Reforming Methane with CO2 over Hierarchical Porous Silica-Supported Nickel Catalysts Modified with Lanthanum Oxide

Abstract

Hierarchical porous silica-supported nickel catalysts modified with different amounts of lanthanum (La) were synthesized via “one-pot” method using cetyltrimethylammonium bromide as template, urea as precipitant, and tetraethyl orthosilicate as silica source. Their catalytic performances were evaluated in dry reforming with methane under different conditions (La loading, reaction temperature, and time on stream). The synthesized and spent catalysts were extensively characterized by ICP, physisorption, chemisorption, XRD, TPR, XPS, HAADF-TEM, TPH, Raman’s spectroscopy, and TG analysis. The impact of lanthanum amount on the catalytic performance, sintering, and carbon deposition was discussed. Compared to unmodified catalyst, La promoter induced the nickel nanoparticles with larger crystallite sizes and weakened the metal-support interaction as well as the formation of 1 : 1 nickel-phyllosilicate, leading to the metal sintering increasing in the order Ni1.5La/SiO2 < Ni3.0La/SiO2 < Ni4.5La/SiO2. The modified catalysts exhibited better carbon resistance, which was significantly enhanced with increasing La content.

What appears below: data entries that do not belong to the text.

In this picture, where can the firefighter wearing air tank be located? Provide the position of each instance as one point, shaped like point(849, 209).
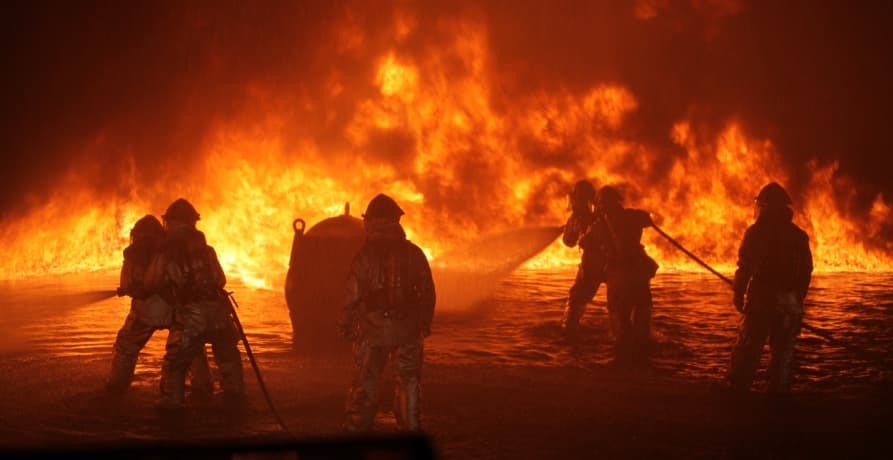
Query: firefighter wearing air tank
point(148, 311)
point(388, 310)
point(628, 271)
point(591, 271)
point(774, 271)
point(187, 273)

Despite this, the stability increased following the sequence of Ni3.0La/SiO2 < Ni4.5La/SiO2 < Ni1.5La/SiO2. Ni1.5La/SiO2 displayed the best stability at 750°C within 10 h stability test, with CH4 conversion dropping from 61.3 to 58.0%. The deactivation reason for Ni1.5La/SiO2 was mainly the carbon deposition, while that for Ni3.0La/SiO2 and Ni4.5La/SiO2 was the metal sintering. These results emphasized that the activity and stability in the NiLa/SiO2 catalysts for the dry reforming of methane depended on two important factors, the metal-support interaction and the particles size of nickel, providing the necessity and sufficiency to balance two attributes.